In my years of working with kids with special needs, I’ve worked with children with all sorts of diagnoses and labels. Some kids just have one, others have many more! Often, parents are left with little hope from medical professionals. They are even more confused about what their child’s issues are. Here’s why labels and diagnoses stink:
Group think
Let me explain this one. A common scenario for many families is that as soon as their child has been diagnosed — Trisomy 21, ASD, cerebral palsy, chromosomal deletion q16.4304, Praeder-Willi, PDD-NOS, the list goes on — their child is immediately put in a box. They are grouped with all the other kids with that same exact label. The problem with that? People have a hard time looking past that! Your child instantly becomes just another 1 in 20,000, 1 in 85, and is no longer just 1 in the eyes of doctors, specialists, etc.
Labels and diagnoses mask the true issue
I know dozens and dozens of children that have been given 10+ diagnoses from therapists, doctors, etc. I’ve also met kids who don’t “fit the mold” when it comes to their diagnosis. Some kids with Trisomy 21, have epilepsy, and kids who can run and are labeled “cerebral palsy”. Sounds confusing right?
Labels and diagnoses take the focus off the true issue: the brain is not functioning as well as it should.

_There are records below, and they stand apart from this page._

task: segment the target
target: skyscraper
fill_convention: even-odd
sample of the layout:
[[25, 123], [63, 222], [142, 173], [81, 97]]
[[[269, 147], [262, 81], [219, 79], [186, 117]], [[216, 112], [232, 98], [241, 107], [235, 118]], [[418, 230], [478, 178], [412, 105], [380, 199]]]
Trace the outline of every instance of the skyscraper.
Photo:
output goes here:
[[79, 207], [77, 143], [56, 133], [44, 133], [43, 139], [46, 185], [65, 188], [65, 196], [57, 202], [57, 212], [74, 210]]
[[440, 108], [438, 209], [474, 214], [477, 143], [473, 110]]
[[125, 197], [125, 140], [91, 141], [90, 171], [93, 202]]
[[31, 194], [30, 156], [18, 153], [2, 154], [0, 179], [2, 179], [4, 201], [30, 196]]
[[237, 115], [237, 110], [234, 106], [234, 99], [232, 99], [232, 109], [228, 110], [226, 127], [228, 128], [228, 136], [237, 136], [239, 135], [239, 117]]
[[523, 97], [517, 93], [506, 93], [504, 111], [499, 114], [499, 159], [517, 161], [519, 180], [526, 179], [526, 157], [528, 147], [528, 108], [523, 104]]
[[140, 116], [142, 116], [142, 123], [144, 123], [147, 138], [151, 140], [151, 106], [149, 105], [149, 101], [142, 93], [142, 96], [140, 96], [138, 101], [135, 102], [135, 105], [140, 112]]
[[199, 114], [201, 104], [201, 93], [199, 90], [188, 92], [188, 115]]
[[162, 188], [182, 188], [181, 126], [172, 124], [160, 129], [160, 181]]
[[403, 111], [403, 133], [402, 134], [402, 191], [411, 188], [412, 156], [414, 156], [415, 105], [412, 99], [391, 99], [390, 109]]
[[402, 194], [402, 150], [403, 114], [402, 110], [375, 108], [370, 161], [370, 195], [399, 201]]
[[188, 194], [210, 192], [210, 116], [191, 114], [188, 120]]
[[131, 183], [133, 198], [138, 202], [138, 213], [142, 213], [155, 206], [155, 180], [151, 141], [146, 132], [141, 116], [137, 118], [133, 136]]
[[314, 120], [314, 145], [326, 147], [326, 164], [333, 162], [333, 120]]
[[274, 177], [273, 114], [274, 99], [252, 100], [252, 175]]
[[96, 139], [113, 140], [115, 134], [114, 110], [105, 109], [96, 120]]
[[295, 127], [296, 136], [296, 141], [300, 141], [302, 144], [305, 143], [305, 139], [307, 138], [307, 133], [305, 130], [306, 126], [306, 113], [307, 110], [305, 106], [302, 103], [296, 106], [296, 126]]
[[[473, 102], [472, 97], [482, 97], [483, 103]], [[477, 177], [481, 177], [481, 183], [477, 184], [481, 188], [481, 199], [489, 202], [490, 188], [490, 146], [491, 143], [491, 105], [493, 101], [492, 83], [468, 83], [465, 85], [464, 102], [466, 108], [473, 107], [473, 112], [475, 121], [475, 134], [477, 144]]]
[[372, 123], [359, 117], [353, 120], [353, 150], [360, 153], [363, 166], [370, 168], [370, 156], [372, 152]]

Whether your child has had a traumatic injury, birth injury, or a genetic anomaly, the one area that has been affected is the brain. If command center is disorganized or not working the way it should, you’re going to see symptoms of that dysfunction — poor vision, lack of speech or mobility, muscle tightness or looseness, sensory processing issues, and more! It is often why conventional therapies are not successful — they treat the symptoms, and not the brain itself. I find that sticking a label on a child takes the focus off the brain, to everyone’s detriment.
Trapped in a box
Along with the first point, as soon as your child is given a label/diagnosis certain assumptions are going to be made about your child’s abilities. In most cases, assumptions will be made about what your child can’t or will never do. Parents will be told this so that they “manage their expectations” about their child with special needs. To hear that constantly is not good for any mom, dad, or child.
Labels create space
Labels create distance
Your child is not DEFINED by the label/diagnosis.
Your child is your child, and is unique. They have all the potential in the world to be an incredible individual — they probably are already! If you needed this reminder today, I hope that this article helped you.